Advances in the molecular biological knowledge of neuronal nicotinic acetylcholine receptors (nAChRs) have led to a growing interest by the pharmaceutical industry in the development of novel compounds that selectively modulate nAChR function. The ability of (-)-nicotine, an activator of nAChRs, to enhance attentional aspects of cognition in animals and humans, to exert neuroprotective and anxiolytic-like effects, and presumably to mediate the negative correlation between smoking and Alzheimer's (and Parkinson's) Disease, has focused interest on the potential therapeutic utility of modulators of nAChR function for treatment of some of the deficits associated with these progressive, neurodegenerative conditions. Numerous compounds are known which activate nAChRs and which might serve as lead compounds toward the development of such agents.
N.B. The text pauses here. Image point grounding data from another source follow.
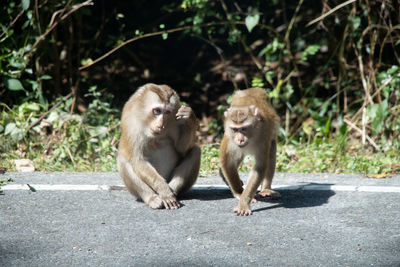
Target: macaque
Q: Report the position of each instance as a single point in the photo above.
(250, 126)
(158, 158)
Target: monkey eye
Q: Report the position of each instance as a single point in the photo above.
(156, 111)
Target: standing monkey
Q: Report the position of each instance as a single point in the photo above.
(157, 155)
(250, 126)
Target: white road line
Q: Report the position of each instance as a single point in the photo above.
(307, 187)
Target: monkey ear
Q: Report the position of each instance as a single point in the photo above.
(226, 113)
(256, 112)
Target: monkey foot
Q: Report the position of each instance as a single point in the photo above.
(171, 203)
(269, 193)
(242, 212)
(155, 202)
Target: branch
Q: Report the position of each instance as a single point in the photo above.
(53, 24)
(330, 12)
(12, 23)
(50, 110)
(353, 126)
(152, 34)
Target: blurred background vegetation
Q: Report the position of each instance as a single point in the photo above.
(332, 69)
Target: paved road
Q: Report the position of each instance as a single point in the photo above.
(85, 219)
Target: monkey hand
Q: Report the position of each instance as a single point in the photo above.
(170, 202)
(184, 113)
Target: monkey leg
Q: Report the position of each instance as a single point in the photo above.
(136, 186)
(185, 174)
(266, 190)
(247, 196)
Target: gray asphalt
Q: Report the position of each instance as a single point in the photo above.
(110, 228)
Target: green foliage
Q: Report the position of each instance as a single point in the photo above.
(62, 141)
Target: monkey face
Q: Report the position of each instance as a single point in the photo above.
(160, 117)
(241, 135)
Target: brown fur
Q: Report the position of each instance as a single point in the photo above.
(157, 155)
(251, 108)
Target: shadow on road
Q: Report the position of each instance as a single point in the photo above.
(290, 199)
(209, 194)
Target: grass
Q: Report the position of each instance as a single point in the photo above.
(316, 157)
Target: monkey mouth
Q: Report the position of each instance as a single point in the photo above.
(242, 145)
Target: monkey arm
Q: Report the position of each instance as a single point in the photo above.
(229, 166)
(147, 173)
(187, 126)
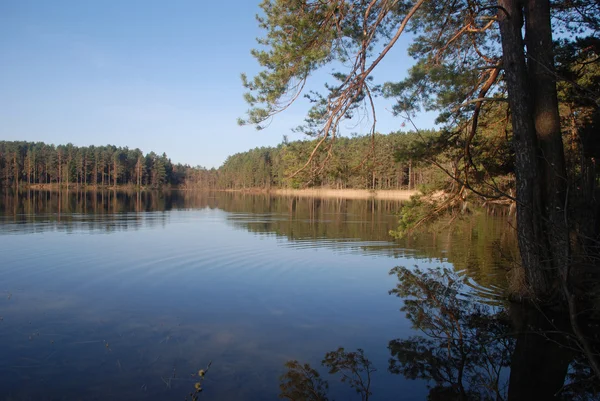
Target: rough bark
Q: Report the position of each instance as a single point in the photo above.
(542, 78)
(532, 244)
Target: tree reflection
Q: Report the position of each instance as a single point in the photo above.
(470, 349)
(464, 350)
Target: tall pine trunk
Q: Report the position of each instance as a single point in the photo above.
(539, 155)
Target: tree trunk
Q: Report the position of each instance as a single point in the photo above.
(540, 62)
(533, 245)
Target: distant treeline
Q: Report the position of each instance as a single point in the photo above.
(68, 165)
(360, 162)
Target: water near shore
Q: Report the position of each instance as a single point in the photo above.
(121, 296)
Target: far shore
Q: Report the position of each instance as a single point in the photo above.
(394, 194)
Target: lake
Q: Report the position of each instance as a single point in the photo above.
(123, 296)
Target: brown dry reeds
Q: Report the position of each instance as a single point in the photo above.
(346, 193)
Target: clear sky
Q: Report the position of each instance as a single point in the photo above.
(157, 75)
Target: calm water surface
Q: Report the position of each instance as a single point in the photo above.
(124, 296)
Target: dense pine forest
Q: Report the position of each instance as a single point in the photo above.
(379, 162)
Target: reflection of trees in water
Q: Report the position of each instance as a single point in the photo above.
(464, 350)
(477, 244)
(469, 350)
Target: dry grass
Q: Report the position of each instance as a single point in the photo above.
(346, 193)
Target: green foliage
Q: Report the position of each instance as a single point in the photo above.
(33, 163)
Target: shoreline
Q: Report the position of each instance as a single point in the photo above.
(389, 194)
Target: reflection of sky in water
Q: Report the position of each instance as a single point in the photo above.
(174, 296)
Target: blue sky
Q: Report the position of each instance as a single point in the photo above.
(158, 75)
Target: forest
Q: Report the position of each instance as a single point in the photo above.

The pharmacologic diversity of neuronal nAChR subtypes suggests the possibility of developing selective compounds which would have more favourable side-effect profiles than existing agents. This broader class of agents, collectively called cholinergic channel modulators (ChCMs), is anticipated to encompass compounds which would have more favourable side-effect profiles than existing agents, which generally exhibit low selectivity. This selectivity may be achieved by preferentially activating some subtypes of nAChRs (i.e., Cholinergic Channel Activators, ChCAs) or inhibiting the function of other subtypes (Cholinergic Channel Inhibitors, ChCIs). An overview of the biology of nAChRs and the rationale for the use of ChCMs for the treatment of dementia related to neurodegenerative diseases are presented, followed by a discussion of lead compounds and compounds under consideration for clinical evaluation.